BirGün gazetesi Yayın Kurulu Üyesi Berkant Gültekin, Can Ataklı’nın hazırlayıp sunduğu Yazıişleri programına konuk olarak katıldı.
Gültekin, "Arkamızda sermaye grubu, holding yok tek güvencemiz okurumuz. 14 senedir varız. Kolay değil tabi, çalışanların, yazarların fedakarlığı, okurun özverisi gerekiyor" dedi.

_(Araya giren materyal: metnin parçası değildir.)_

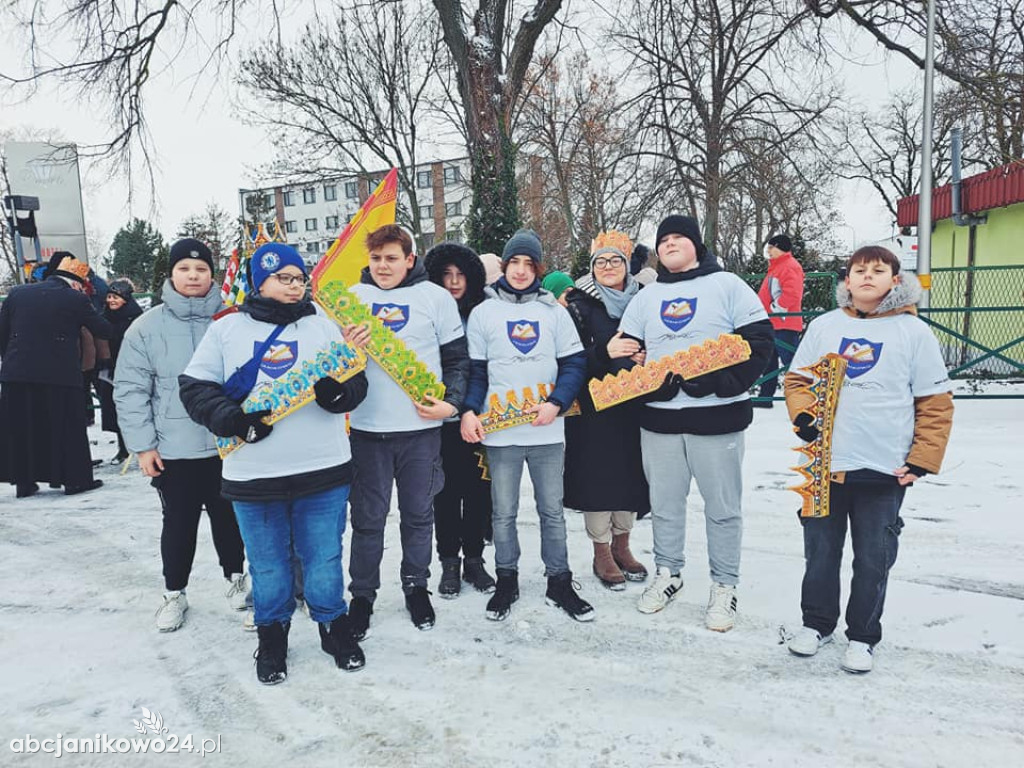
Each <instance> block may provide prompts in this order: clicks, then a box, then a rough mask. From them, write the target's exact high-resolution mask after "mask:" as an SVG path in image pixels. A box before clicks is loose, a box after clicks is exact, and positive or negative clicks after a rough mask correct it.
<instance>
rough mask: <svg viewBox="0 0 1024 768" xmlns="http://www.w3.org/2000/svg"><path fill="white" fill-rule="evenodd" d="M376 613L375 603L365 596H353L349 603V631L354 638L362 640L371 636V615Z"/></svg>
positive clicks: (354, 639)
mask: <svg viewBox="0 0 1024 768" xmlns="http://www.w3.org/2000/svg"><path fill="white" fill-rule="evenodd" d="M373 614H374V604H373V603H372V602H370V600H368V599H367V598H365V597H353V598H352V599H351V600H350V601H349V603H348V631H349V632H350V633H351V634H352V639H353V640H355V641H356V642H362V641H364V640H366V639H367V638H368V637H370V616H372V615H373Z"/></svg>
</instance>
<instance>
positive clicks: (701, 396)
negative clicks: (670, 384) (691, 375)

Berkant Gültekin’in açıklamalarından bazı bölümler şöyle:
-(Burak Ekici’nin gözaltına alınması) Burak BirGün’ün internet editörü. Neden gözaltına alındığı konusunda kendisine de ailesine de bilgi verilmedi. Anadolu Ajansı’nda haber çıktı. ByLock’tan alındılar, diler, oradan öğrendik. Avukatlar henüz Burak’a ulaşabilmiş değil. Bu doğrudan BirGün’ün kurumsal kimliğine yönelik bir operasyon değil. Burak’ın kendisine yönelik. Burak’ın ne ile suçlandığı hakkında bilgi bekliyoruz.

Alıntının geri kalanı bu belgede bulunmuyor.